As my daughters and I read “We must examine effects of school choice” (Jan. 2) by Steve Marchese, a St. Paul school board member, I couldn’t help but chuckle as he urged school choice advocates to consider effects on “actual students.”

Many school choice advocates are the “actual students” and families affected by Minnesota’s education system. And we care immensely.

When we talk about high-quality education, how often are students at the center of that conversation? Too often it leaves out why families like mine seek out charter schools. The answer is that choice allows families to find the best fit for their children in the face of a school system that often fails them.

In 2019, 65% of white students in St. Paul Public Schools (SPPS) met or exceeded the state’s math standards, compared to only 16% of the district’s black students. And results are not just tied to poverty. Some 33% of low-income white students in SPPS were proficient in math — more than double the rate for all black students. That’s data I can’t ignore.

When a parent sees that their student’s needs aren’t being met, they deserve options. My daughters can’t wait for the system to right itself. Enrolling in a variety of schools, including charters, has allowed me to find the best educational settings to support each child’s potential. This has empowered me as a parent, and my children as learners, and is far more than just a talking point, as Marchese argues.

We must consider the dynamics of race and segregation in our schools, but Marchese is wrong to boil this down to just whether a school has too many or too few students of color in its seats. It runs much deeper. There is a deficit of discourse when talking about race in education. Black students are seen as reliant upon white students to access rigorous curriculum and the hidden curricula of college-readiness. There is an illusion that integrated spaces are race-neutral — prompting people to blame communities of color for cultivating less academically oriented students.

Families are seeking out spaces where they won’t be scapegoated or disproportionately disciplined or not seen for the depth of the gifts and talents they bring to the table.

The potential of students of color — my children — is limitless. And it is not a reasonable option to send our children to schools that are culturally incompetent, disregard their strengths and cannot fully see and serve their unique needs. The mental, emotional and physical health of my daughters is paramount.

Having a choice in my child’s education gives my voice back in a way that wasn’t possible inside a slow-moving system. Charter schools offer different options that work for different kids, but that doesn’t have to make it a competition. Instead, we need to focus on collaboration to do what’s best for kids. That might mean some changes from what we’ve always done, but the status quo has been broken for too long.

The achievement gap is palpable and expanding. Working in schools, volunteering, living it as a student myself, and now serving as a charter school board member (where we do actually have publicly posted meetings and minutes, despite Marchese’s claim), I see it every day. I see children eager to learn but not getting access to what they need. My children felt ignored by their SPPS teachers. There are plenty of us who grew up in St. Paul who can tell you our white teachers put no effort into us.

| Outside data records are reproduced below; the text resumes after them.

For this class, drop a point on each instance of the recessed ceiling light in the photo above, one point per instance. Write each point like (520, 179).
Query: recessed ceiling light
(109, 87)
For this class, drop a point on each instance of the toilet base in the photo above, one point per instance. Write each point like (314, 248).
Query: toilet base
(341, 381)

At the end of the day, Marchese is right about one thing: We have to do better — but this isn’t the way to do it. SPPS has a lot of work to do. Charter schools have a lot of work to do. Our lawmakers have a lot of work to do. We all have a lot of work to do — and the key is collaboration. Working against each other does nothing but continue to widen the gap and harm our children.


Myisha Holley is a St. Paul parent, school choice advocate and student.